Rick, there was a "Tutor rose" kind of pinkish to symbolize the marriage
between Richmond (the future Henry VII, sort of a Lancaster stand-in) and
Elizabeth (from York). Richmond was not a real Lancaster (I think they were
all dead) but he was descended from an illegitimate child of Lancasterian
widower John of Gaunt and his lover (can't remember her name) who he didn't
marry because she was a commoner. At the end of of Shakespeare's "Richard
III" (the last of an 8 play cycle about the War of the Roses, kind of a
pre-TV mini-series!) Richmond (Henry7) gives a speech summing up it all:
"...And then, as we have ta'en the sacrament,
We will unite the white rose and the red:
Smile heaven upon this fair conjunction,
That long have frown'd upon their enmity!
....All this divided York and Lancaster,
Divided in their dire division,
O, now, let Richmond and Elizabeth,
The true succeeders of each royal house,
By God's fair ordinance conjoin together!

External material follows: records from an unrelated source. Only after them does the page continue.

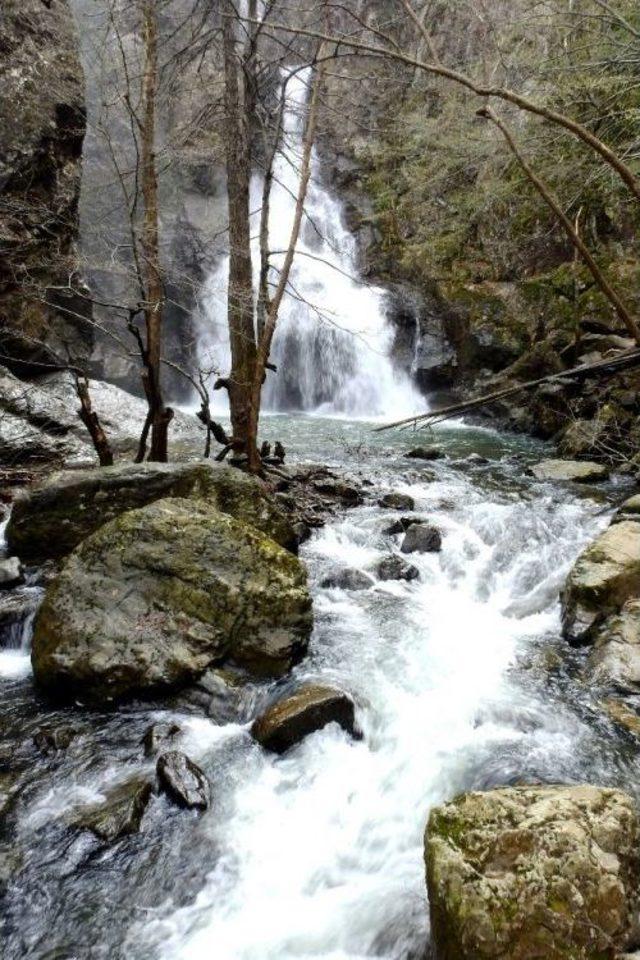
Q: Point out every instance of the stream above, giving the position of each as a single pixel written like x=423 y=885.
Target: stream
x=461 y=681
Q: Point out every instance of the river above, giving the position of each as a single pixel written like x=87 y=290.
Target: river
x=460 y=679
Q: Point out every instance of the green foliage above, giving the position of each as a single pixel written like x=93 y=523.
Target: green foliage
x=450 y=200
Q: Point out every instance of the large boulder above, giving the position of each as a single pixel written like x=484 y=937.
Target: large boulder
x=308 y=709
x=50 y=519
x=119 y=814
x=615 y=658
x=533 y=872
x=603 y=578
x=580 y=471
x=157 y=595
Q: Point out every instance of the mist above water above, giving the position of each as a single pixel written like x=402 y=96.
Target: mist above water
x=333 y=342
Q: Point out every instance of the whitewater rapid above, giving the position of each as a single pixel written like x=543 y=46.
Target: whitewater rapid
x=333 y=346
x=321 y=851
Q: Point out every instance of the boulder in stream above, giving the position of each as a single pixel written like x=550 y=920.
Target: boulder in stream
x=580 y=471
x=10 y=573
x=397 y=501
x=120 y=814
x=422 y=538
x=294 y=717
x=159 y=594
x=50 y=519
x=603 y=578
x=424 y=453
x=532 y=872
x=348 y=579
x=615 y=658
x=183 y=781
x=395 y=568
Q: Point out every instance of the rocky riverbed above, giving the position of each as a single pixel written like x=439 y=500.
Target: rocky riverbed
x=264 y=790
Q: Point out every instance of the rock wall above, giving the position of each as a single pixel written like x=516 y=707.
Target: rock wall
x=42 y=125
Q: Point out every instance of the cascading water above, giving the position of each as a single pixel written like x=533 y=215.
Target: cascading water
x=333 y=342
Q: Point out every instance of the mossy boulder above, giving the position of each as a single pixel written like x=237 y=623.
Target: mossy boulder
x=604 y=577
x=159 y=594
x=309 y=708
x=532 y=872
x=50 y=519
x=615 y=658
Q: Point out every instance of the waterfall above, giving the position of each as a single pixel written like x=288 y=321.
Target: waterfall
x=332 y=346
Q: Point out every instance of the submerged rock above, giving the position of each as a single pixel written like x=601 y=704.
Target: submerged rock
x=397 y=501
x=603 y=578
x=532 y=872
x=615 y=658
x=157 y=737
x=395 y=568
x=52 y=739
x=424 y=453
x=120 y=814
x=50 y=519
x=401 y=525
x=293 y=718
x=157 y=595
x=183 y=780
x=348 y=579
x=422 y=538
x=10 y=573
x=580 y=471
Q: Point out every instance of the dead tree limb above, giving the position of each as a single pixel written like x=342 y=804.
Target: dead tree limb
x=612 y=295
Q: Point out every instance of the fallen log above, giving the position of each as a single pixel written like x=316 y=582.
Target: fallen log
x=625 y=358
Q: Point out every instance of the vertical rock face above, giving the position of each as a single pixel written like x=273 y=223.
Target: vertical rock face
x=531 y=872
x=42 y=125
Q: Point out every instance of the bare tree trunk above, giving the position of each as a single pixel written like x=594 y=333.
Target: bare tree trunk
x=92 y=422
x=240 y=297
x=159 y=415
x=266 y=339
x=612 y=296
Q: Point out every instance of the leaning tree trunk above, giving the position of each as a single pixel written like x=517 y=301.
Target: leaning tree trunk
x=159 y=416
x=240 y=309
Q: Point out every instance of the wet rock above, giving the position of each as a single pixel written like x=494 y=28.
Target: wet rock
x=422 y=538
x=157 y=737
x=401 y=525
x=397 y=501
x=159 y=594
x=10 y=573
x=580 y=471
x=120 y=814
x=583 y=438
x=15 y=609
x=533 y=872
x=603 y=578
x=348 y=579
x=622 y=715
x=293 y=718
x=53 y=739
x=615 y=658
x=424 y=453
x=76 y=503
x=395 y=568
x=338 y=489
x=183 y=780
x=629 y=510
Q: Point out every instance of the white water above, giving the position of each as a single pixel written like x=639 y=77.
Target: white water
x=332 y=344
x=321 y=850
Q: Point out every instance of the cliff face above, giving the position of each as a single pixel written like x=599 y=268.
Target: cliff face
x=42 y=126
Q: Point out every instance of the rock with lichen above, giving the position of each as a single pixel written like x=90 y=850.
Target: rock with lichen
x=154 y=597
x=531 y=872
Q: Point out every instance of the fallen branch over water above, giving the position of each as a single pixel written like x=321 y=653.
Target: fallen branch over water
x=626 y=358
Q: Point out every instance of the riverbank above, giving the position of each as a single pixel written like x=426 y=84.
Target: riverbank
x=461 y=680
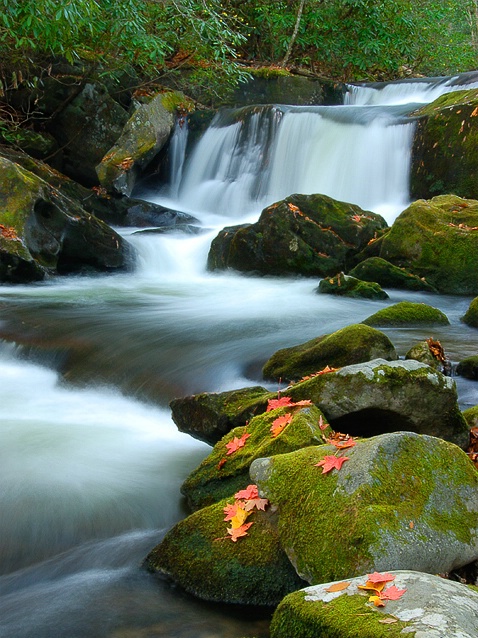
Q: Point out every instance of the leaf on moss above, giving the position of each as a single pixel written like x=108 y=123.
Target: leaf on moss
x=237 y=443
x=328 y=463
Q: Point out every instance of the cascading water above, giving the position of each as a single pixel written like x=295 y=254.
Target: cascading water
x=90 y=461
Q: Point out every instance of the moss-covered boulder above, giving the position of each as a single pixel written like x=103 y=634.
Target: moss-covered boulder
x=310 y=235
x=199 y=556
x=44 y=232
x=445 y=155
x=211 y=415
x=471 y=315
x=468 y=367
x=407 y=313
x=430 y=606
x=385 y=396
x=399 y=501
x=222 y=473
x=436 y=239
x=86 y=129
x=353 y=344
x=386 y=274
x=347 y=286
x=143 y=136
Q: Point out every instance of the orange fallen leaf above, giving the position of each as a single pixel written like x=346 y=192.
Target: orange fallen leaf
x=237 y=443
x=338 y=586
x=237 y=532
x=280 y=424
x=328 y=463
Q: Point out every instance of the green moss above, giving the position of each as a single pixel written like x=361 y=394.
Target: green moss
x=471 y=315
x=221 y=475
x=406 y=312
x=344 y=617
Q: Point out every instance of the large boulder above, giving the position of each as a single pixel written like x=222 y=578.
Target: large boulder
x=407 y=313
x=223 y=472
x=352 y=344
x=143 y=136
x=397 y=501
x=45 y=232
x=384 y=396
x=389 y=276
x=445 y=148
x=438 y=240
x=310 y=235
x=199 y=556
x=429 y=606
x=211 y=415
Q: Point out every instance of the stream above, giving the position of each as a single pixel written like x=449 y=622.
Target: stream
x=91 y=463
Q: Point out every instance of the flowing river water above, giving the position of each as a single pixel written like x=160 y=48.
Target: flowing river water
x=90 y=462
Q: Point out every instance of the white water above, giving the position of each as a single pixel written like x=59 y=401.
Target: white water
x=92 y=468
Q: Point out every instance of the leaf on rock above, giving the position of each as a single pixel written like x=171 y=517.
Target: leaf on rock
x=338 y=586
x=251 y=492
x=237 y=443
x=280 y=423
x=237 y=532
x=328 y=463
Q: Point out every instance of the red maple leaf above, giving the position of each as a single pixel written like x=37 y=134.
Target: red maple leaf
x=237 y=532
x=237 y=443
x=392 y=593
x=283 y=402
x=250 y=493
x=280 y=423
x=331 y=462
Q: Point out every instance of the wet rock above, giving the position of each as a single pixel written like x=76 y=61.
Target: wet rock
x=399 y=501
x=389 y=276
x=348 y=286
x=437 y=239
x=379 y=396
x=431 y=606
x=211 y=415
x=407 y=313
x=353 y=344
x=311 y=235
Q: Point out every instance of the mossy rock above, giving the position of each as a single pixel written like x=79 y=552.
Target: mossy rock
x=437 y=240
x=407 y=313
x=211 y=415
x=348 y=286
x=310 y=235
x=471 y=315
x=390 y=276
x=143 y=136
x=400 y=501
x=352 y=344
x=40 y=226
x=468 y=368
x=471 y=416
x=445 y=155
x=199 y=556
x=221 y=474
x=381 y=396
x=430 y=606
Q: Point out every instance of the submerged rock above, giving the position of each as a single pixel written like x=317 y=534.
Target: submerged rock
x=430 y=606
x=348 y=286
x=199 y=556
x=311 y=235
x=221 y=474
x=399 y=501
x=438 y=240
x=384 y=396
x=407 y=313
x=390 y=276
x=353 y=344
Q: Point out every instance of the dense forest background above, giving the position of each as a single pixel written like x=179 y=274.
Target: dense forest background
x=216 y=43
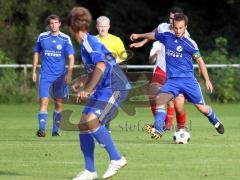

....Now civil wounds are stopp'd, peace lives again:
That she may long live here, God say amen!"
A few years ago, someone on the list said that TSE was a member of the
Richard III Society. They have a web site: www.richardiii.net where they
say Shakespeare was only hyping a Tutor-friendly twist on history. Funny
thing about it is, being severely handicapped myself, I kind of like Richard
III (in Shakespeare's portrayal of him) even though I'm generally rooting
for Lancaster. Can understand his jealousy of his brother Edward IV at
being both king and a great lover (see that "winter of our discontent"
I don't know if there's any connection to 4Q though, it seems like 4Q's
earliest bit of English history is the Puritan-Cavalier Civil War of about
200 years later. But I could have missed something.
From: Rickard A. Parker [mailto:[log in to unmask]]
Sent: Wednesday, May 22, 2002 6:11 PM
To: tse listproc
Subject: Royal Rose
Could someone please discuss the Royal Rose some more.
I'm familar with the red and white roses of the War of the Roses (but
I constantly forget which was for the House of York and which for the
House of Lancaster). As far as I know though the rose as the
symbol of royality died out with the dynasty. I can't recall seeing
the rose used with the House of Windsor.
Did Eliot only intend to include the ancient royalty?